MLBazaar / BTB

A simple, extensible library for developing AutoML systems
https://mlbazaar.github.io/BTB/
MIT License
172 stars 41 forks source link

Tuner has no `scores` attribute until `record` is run once #170

Closed jcmgray closed 4 years ago

jcmgray commented 4 years ago

Description

The BaseTuner has no scores attribute (just raw_scores) until record is run at least once. This means, for example, that without modifcation the readme snippet errors when run. Is this intentional? Obviously handling the first few trials manually is only mildly inconvenient (gettattr(tuner, 'scores', [])) but would be easy to fix if desired!

What I Did

(from readme)

from btb.tuning import Tunable
from btb.tuning.tuners import GPTuner
from btb.tuning.hyperparams import IntHyperParam
hyperparams = {
    'n_estimators': IntHyperParam(min=10, max=500),
    'max_depth': IntHyperParam(min=10, max=500),
}
tunable = Tunable(hyperparams)
tuner = GPTuner(tunable)

Set-up selector.

from sklearn.ensemble import RandomForestClassifier
from sklearn.svm import SVC
from btb.selection import UCB1
from btb.tuning.hyperparams import FloatHyperParam
models = {
    'RF': RandomForestClassifier,
    'SVC': SVC
}
selector = UCB1(['RF', 'SVC'])
rf_hyperparams = {
    'n_estimators': IntHyperParam(min=10, max=500),
    'max_depth': IntHyperParam(min=3, max=20)
}
rf_tunable = Tunable(rf_hyperparams)
svc_hyperparams = {
    'C': FloatHyperParam(min=0.01, max=10.0),
    'gamma': FloatHyperParam(0.000000001, 0.0000001)
}
svc_tunable = Tunable(svc_hyperparams)
tuners = {
    'RF': GPTuner(rf_tunable),
    'SVC': GPTuner(svc_tunable)
}

Try and get first candidate:

next_choice = selector.select({
    'RF': tuners['RF'].scores,
    'SVC': tuners['SVC'].scores
})
# AttributeError: 'GPTuner' object has no attribute 'scores'
pvk-developer commented 4 years ago

Hello @jcmgray ,

Thank you for detecting and reporting the issue! It is not intended to be like this, and during the latest changes and because of some naming discussions we completely forgot about scores.
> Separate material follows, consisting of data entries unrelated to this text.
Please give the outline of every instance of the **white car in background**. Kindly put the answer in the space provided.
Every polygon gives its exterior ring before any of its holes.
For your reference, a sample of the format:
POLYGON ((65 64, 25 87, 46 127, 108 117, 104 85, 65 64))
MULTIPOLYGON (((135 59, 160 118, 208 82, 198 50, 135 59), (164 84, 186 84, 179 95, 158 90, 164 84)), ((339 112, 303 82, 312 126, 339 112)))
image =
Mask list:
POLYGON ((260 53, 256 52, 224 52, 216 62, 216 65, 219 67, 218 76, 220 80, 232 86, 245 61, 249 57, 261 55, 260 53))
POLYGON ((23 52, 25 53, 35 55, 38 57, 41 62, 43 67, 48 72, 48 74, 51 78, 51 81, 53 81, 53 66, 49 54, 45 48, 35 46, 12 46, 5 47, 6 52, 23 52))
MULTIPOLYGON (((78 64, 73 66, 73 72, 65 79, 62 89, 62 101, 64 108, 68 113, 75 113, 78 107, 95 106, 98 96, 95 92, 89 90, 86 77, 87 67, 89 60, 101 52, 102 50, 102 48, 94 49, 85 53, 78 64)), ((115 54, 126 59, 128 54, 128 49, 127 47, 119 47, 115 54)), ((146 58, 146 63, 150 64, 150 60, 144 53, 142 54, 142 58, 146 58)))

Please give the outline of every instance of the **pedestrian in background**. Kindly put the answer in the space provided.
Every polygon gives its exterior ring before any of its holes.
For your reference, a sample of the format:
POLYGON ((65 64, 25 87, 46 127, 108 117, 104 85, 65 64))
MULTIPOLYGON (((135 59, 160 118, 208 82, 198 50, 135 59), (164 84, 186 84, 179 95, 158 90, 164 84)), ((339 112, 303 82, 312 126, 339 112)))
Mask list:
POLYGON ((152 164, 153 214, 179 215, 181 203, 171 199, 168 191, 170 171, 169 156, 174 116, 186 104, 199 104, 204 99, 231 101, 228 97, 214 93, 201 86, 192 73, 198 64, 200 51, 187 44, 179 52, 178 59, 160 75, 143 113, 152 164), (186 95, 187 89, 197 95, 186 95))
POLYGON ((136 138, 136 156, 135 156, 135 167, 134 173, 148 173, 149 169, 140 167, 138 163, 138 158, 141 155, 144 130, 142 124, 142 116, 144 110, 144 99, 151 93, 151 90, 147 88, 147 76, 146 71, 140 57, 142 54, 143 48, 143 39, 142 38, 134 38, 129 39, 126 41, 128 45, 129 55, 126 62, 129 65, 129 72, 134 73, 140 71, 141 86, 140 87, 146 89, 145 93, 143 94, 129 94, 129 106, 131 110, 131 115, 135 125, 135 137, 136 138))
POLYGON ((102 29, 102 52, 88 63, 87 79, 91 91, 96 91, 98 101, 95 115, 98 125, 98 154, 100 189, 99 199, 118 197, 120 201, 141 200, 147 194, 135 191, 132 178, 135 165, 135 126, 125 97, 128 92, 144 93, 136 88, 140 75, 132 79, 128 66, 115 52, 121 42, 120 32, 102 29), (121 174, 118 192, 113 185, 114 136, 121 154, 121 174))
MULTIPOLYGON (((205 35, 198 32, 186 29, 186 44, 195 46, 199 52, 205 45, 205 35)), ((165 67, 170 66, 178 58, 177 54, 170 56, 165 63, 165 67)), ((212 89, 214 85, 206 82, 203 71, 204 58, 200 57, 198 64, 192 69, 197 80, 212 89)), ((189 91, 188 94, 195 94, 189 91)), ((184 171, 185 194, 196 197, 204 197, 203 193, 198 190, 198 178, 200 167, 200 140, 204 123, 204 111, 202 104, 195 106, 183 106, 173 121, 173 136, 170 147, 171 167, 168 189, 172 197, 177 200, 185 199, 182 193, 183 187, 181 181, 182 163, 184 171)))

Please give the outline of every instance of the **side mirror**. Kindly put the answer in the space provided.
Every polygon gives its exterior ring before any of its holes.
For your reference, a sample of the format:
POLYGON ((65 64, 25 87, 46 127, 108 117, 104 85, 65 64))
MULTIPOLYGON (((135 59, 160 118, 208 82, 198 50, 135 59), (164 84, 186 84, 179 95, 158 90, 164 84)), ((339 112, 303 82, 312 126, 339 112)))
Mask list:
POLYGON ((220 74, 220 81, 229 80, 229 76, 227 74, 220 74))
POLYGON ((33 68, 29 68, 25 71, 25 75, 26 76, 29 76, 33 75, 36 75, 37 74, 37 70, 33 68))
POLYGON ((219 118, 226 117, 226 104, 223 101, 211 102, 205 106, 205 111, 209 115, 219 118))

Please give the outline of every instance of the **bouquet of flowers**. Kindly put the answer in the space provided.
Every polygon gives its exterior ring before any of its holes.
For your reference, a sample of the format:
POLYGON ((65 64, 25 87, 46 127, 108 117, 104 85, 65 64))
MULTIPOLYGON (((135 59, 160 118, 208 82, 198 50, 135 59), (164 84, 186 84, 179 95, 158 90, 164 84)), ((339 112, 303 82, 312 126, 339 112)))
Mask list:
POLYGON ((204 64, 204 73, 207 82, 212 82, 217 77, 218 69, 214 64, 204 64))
Just if you are wondering: raw_scores (back in the day named scores) was used to save the scores that the user gives as an input and then we had another _scores which then had the normalized score (in case your problem is maximize or minimize).

I'm fixing this right now, and thank you once more.

jcmgray commented 4 years ago

Great, thanks for the prompt fix!

pvk-developer commented 4 years ago

Great, thanks for the prompt fix!

It will be fixed on pipy with the following release.